Dans l’angle supérieur gauche du cartouche, une présence des lettres latines « GVIII » interpelle le visiteur. S’agit-il d’un abrégé de Guillaume Le Prestre, évêque de Cornouaille, le troisième portant ce prénom, évêque de 1614 à 1640 ? Est-ce le commanditaire de la création de ces fresques ?
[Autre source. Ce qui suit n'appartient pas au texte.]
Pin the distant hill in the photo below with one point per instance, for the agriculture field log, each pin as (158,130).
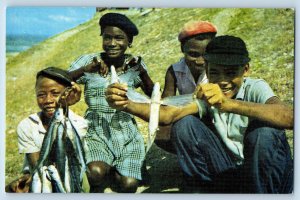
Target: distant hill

En 1648, le 17 novembre pour être précis, a lieu la visite de la chapelle de Kilinenn afin de rédiger le procès-verbal qui servira au procès entre la famille de Kerguelen et Messire Sébastien le Becquer, chanoine de Cornouaille et Recteur de Kerfeunteun. Ce texte qui a beaucoup servi à Michel Mauguin pour étudier les blasons relatifs à la chapelle a été publié par l’Abbé Favé dans le BSAF de 1898.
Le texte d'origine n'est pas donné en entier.